Would it help or hurt if we narrowed the select in IR to match the final return type and original operand types (I made the types smaller from your code just to make this easier to read):

Not sure I understand the question -- are you suggesting that this is code I should add, or that this is a transformation that LLVM would do under the hood?

If the former, I don't see how it would help, unless I made the function not-inlined (which would seem to compromise efficiency).

If the latter, I'm not qualified to answer as I know very little about the relevant internal bits of LLVM :-)
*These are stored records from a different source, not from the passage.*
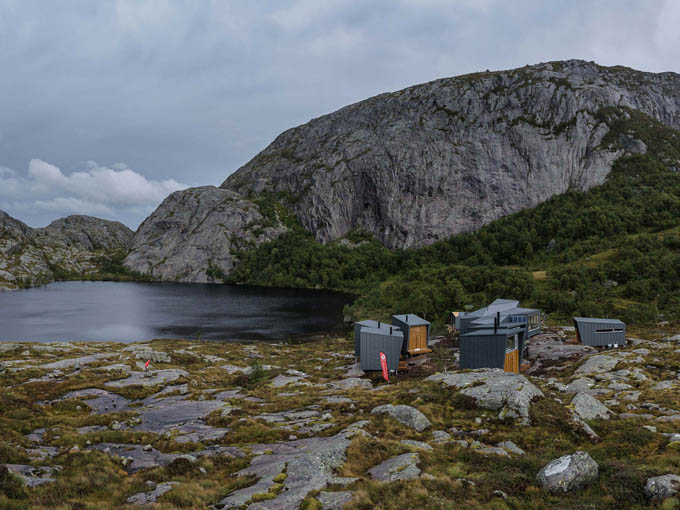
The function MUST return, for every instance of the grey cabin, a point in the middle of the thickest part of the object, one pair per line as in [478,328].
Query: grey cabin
[358,326]
[506,311]
[600,332]
[492,348]
[373,341]
[416,333]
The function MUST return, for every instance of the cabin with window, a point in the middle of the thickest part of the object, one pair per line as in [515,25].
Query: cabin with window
[358,326]
[600,332]
[507,312]
[373,341]
[492,348]
[416,334]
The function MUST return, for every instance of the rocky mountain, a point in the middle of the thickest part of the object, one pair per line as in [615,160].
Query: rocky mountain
[194,234]
[68,247]
[451,155]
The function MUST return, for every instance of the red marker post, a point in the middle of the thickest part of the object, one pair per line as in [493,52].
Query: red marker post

Sorry it wasn't clear - I was suggesting the latter. The transforms that are occurring here are in instcombine, but we're missing a narrowing opportunity for the select. It does look like that will allow the backend to match saturation again (at least in my simple tests). Let's continue the discussion in the bug report since this review is closed.

@spatel, would the end result be completely removing all of the widening from v8i8 to v16i8 that was done in the incoming IR? Leaving only v8i8 types?

@spatel, would the end result be completely removing all of the widening from v8i8 to v16i8 that was done in the incoming IR? Leaving only v8i8 types?

Yes - I'll describe/show the potential transform in the bug report.